Exponent Inc.-Juff George, Mathieu Davis, Sarah Sharpe, Joseph Olberding, Stacy Imler, Robert Bove
  • Technical Paper
  • 2020-01-1222
To be published on 2020-04-14 by SAE International in United States
While nearly 50 percent of occupants in side-impact collisions are in vehicles that experience a velocity change (delta-V) below 15.0 kph (9.3 mph), full scale crash testing research at these delta-Vs is limited. Understanding occupant kinematics in response to these types of side impacts can be important to the design of side-impact safety countermeasures, as well as evaluating potential interactions with interior vehicle structures and/or with other occupants in the vehicle. In the current study, two full-scale crash tests were performed utilizing a late-model, mid-size sedan with disabled airbags.
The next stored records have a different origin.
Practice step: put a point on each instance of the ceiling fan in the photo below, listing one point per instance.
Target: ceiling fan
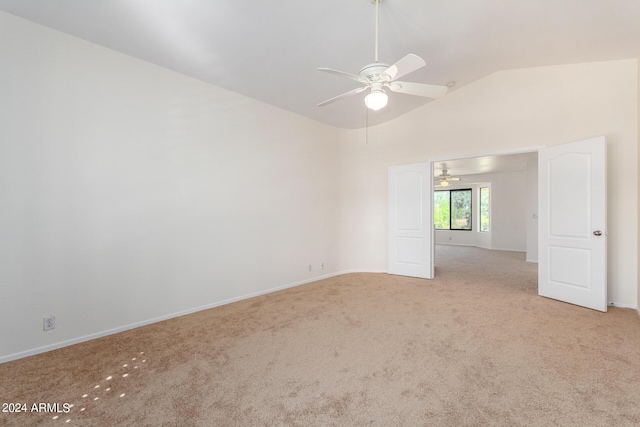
(444, 179)
(378, 76)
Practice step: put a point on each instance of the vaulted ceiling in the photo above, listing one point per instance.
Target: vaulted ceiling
(269, 51)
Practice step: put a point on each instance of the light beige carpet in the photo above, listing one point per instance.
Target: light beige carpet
(475, 346)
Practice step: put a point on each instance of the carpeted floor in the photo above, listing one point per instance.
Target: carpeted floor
(475, 346)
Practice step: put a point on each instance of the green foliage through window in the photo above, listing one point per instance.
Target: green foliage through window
(452, 209)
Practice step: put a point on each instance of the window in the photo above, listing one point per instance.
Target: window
(452, 209)
(485, 203)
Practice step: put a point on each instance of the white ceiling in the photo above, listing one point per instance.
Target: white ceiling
(485, 164)
(269, 50)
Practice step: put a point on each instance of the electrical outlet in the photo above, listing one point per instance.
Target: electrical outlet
(49, 322)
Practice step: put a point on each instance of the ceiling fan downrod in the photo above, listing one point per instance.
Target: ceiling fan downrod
(377, 3)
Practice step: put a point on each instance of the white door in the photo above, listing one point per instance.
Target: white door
(410, 223)
(572, 261)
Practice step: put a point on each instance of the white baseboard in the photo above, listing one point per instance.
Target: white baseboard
(66, 343)
(621, 305)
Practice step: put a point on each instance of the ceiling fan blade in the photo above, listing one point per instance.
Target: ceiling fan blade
(344, 95)
(343, 74)
(419, 89)
(405, 66)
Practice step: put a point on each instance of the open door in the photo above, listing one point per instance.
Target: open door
(572, 261)
(410, 222)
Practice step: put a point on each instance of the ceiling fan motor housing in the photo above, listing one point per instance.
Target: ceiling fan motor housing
(374, 72)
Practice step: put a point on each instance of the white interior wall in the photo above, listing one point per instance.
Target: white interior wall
(131, 193)
(532, 210)
(506, 111)
(508, 214)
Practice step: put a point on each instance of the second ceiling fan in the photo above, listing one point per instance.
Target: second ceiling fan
(378, 76)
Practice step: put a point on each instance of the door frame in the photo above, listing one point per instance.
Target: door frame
(534, 149)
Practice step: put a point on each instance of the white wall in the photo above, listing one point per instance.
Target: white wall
(131, 193)
(532, 210)
(508, 229)
(508, 214)
(508, 110)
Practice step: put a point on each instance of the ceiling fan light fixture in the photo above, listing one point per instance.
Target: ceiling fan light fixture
(376, 100)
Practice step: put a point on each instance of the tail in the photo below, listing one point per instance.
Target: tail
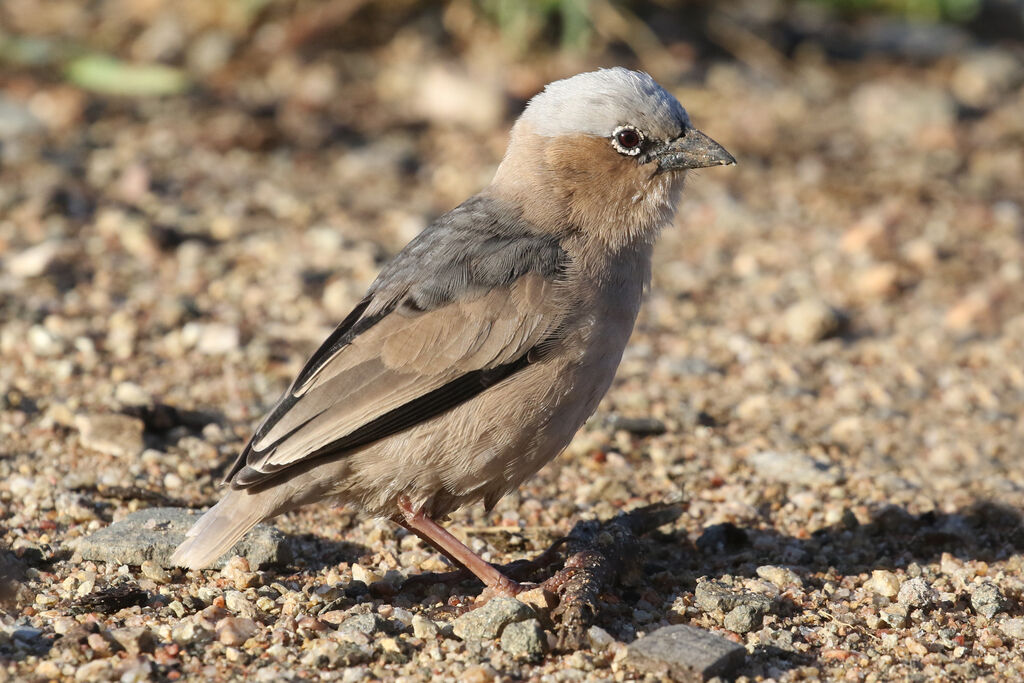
(218, 529)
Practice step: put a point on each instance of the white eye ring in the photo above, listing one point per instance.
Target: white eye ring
(623, 146)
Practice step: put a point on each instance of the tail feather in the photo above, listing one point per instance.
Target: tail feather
(218, 529)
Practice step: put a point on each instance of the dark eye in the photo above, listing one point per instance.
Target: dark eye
(627, 140)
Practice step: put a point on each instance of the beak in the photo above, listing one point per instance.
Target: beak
(692, 150)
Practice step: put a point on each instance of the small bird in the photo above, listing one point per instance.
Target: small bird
(487, 341)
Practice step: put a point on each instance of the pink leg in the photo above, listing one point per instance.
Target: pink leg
(456, 550)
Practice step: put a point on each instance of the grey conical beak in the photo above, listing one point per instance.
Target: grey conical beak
(692, 150)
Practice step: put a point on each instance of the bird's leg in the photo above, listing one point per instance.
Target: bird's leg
(456, 550)
(461, 568)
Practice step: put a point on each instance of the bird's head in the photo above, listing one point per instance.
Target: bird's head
(603, 153)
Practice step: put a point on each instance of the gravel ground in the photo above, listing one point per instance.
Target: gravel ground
(827, 375)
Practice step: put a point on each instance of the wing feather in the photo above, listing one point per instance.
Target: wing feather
(467, 303)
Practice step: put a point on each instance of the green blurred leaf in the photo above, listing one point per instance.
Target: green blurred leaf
(113, 77)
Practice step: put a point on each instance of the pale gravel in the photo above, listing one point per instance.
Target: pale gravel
(834, 343)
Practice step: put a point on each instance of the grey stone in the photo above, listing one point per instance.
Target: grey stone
(793, 468)
(154, 534)
(16, 120)
(368, 624)
(744, 619)
(425, 628)
(684, 653)
(637, 426)
(114, 434)
(713, 596)
(1013, 628)
(488, 621)
(524, 639)
(135, 640)
(894, 615)
(780, 577)
(916, 593)
(988, 600)
(811, 321)
(325, 653)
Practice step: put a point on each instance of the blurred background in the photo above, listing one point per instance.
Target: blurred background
(830, 361)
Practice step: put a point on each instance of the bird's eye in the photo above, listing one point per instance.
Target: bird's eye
(627, 140)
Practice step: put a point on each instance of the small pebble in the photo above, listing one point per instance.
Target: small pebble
(987, 599)
(524, 639)
(487, 622)
(235, 631)
(884, 583)
(916, 593)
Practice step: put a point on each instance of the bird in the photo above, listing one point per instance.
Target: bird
(485, 343)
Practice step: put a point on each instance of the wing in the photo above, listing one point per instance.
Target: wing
(465, 305)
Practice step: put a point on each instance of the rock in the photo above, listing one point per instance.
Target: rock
(235, 631)
(325, 653)
(896, 112)
(684, 653)
(916, 593)
(984, 76)
(44, 342)
(153, 535)
(211, 338)
(599, 638)
(449, 95)
(130, 394)
(114, 434)
(637, 426)
(744, 619)
(487, 622)
(894, 615)
(881, 280)
(237, 602)
(743, 610)
(135, 640)
(884, 583)
(35, 260)
(368, 577)
(368, 624)
(790, 467)
(1013, 628)
(811, 321)
(425, 628)
(988, 600)
(16, 120)
(154, 571)
(780, 577)
(524, 639)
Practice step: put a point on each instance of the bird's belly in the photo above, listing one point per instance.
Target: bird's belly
(488, 445)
The test vehicle was impacted by a non-deformable moving barrier on the driver side at an impact speed of 10.0 kph (6.2 mph) in the first test and then on the passenger side at an impact speed of 21.6 kph (13.4 mph) in the second test. As can occur in real-world collisions, the initial impacts to the vehicle were followed by subsequent lower severity contacts. In both tests, Hybrid III 50th-percentile male anthropomorphic test devices (ATDs) were restrained in the driver and right front passenger seats.…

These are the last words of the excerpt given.